I primi termini ad ingarbugliarsi torbidamente, infatti, sono proprio questi. Perché è evidente che è proprio la crudezza della realtà ciò che l'austriaco mira a illuminare da sempre nel suo cinema narrativo, e perché non si può certo chiamare documentario questo catalogo di umanità in posa, selezionato col lanternino, materiale perfetto per un casting dei suoi e cibo succulento per chi concepisce il film come il terreno dell'esibizione.
Seguono a catena le altre, studiate, ambiguità: quel che è scioccante - o estremamente doloroso- è anche irresistibilmente ridicolo, quel che non si vorrebbe guardare calamita lo sguardo, ciò che appare indigesto (per la suddetta crudità) scivola in realtà quotidianamente nei nostri stomaci mediatici.

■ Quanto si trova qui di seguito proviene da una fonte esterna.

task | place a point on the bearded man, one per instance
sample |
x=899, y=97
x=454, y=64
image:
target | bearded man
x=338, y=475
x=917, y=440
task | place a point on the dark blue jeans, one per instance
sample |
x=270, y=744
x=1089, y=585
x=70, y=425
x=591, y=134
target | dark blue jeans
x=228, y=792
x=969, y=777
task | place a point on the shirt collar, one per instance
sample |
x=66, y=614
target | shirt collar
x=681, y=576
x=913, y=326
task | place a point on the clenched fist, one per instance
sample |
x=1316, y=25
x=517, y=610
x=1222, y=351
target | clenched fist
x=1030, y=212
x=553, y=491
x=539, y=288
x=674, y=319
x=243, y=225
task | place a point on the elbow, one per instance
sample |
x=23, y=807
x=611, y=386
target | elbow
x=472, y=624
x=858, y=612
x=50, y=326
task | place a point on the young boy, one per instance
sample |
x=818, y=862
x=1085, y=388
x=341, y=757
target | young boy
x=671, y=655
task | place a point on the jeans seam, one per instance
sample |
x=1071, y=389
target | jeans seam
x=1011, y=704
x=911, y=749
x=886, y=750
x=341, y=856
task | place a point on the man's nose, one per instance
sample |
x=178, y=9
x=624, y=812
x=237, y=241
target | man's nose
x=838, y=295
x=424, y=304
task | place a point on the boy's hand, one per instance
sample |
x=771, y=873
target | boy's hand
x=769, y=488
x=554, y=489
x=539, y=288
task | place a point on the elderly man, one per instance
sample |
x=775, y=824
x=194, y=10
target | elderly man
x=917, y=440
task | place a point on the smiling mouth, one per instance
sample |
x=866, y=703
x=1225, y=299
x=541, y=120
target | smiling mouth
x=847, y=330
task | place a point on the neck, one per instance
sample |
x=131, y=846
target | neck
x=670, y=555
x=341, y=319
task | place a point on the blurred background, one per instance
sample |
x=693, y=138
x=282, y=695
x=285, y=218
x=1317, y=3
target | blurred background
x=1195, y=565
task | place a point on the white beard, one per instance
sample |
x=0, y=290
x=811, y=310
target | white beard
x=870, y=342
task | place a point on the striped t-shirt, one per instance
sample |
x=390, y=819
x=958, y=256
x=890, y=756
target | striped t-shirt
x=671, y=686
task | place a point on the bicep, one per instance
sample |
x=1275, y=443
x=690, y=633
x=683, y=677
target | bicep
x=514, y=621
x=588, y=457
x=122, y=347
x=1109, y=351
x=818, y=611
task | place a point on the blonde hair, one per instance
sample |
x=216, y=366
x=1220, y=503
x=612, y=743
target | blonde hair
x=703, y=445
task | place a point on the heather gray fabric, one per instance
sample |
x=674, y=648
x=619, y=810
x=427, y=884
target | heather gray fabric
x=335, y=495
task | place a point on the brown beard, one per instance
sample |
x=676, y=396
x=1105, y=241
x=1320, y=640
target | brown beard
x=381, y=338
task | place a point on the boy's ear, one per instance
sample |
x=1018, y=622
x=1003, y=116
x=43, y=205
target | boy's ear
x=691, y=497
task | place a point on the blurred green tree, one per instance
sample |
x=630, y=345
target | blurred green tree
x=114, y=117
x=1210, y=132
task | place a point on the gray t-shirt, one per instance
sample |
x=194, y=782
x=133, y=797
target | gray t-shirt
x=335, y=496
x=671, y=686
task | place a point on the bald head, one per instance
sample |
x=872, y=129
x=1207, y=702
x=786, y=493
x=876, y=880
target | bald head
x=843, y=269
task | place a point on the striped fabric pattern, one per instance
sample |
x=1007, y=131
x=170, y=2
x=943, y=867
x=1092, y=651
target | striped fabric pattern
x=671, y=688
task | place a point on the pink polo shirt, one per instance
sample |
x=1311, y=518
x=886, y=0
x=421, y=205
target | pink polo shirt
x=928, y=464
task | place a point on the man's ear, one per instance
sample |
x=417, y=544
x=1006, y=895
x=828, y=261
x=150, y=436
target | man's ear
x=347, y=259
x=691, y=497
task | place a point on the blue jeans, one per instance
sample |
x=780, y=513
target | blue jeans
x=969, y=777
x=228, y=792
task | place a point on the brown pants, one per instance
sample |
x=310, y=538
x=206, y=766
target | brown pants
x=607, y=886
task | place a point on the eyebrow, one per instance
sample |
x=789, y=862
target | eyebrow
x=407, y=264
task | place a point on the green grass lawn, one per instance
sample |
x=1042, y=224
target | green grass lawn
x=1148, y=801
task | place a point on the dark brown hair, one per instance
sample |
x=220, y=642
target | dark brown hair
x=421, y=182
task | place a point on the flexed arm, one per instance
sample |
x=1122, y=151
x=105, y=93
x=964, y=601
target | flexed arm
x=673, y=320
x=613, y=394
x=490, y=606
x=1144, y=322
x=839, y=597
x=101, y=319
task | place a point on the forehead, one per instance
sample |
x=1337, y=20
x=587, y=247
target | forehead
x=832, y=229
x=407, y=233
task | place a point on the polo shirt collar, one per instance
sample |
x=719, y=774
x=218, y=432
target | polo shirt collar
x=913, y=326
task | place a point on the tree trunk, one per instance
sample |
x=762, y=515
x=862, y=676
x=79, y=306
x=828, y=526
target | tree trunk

Ma se c'è una costante sintomatica, in queste memorie dal sottosuolo, è che sono appunto memorie, fantasmi, corpi, arredi e oggetti imbalsamati in un tempo passato che non è quello che scorre in superficie (emblematici, in questo senso, il ricordo del gusto della cotoletta di facocero, l'hobby del trenino elettrico, l'elegia della tavernetta démodé). Il film intero, in fondo, non fa eccezione: pur comprendendone sia il gusto provocatorio che la serietà intellettuale e creativa, In the Basement ci sembra testimoniare un uguale stato di imbalsamazione concettuale del cinema di Seidl, proprio quando avevamo sperato in un sussulto di novità.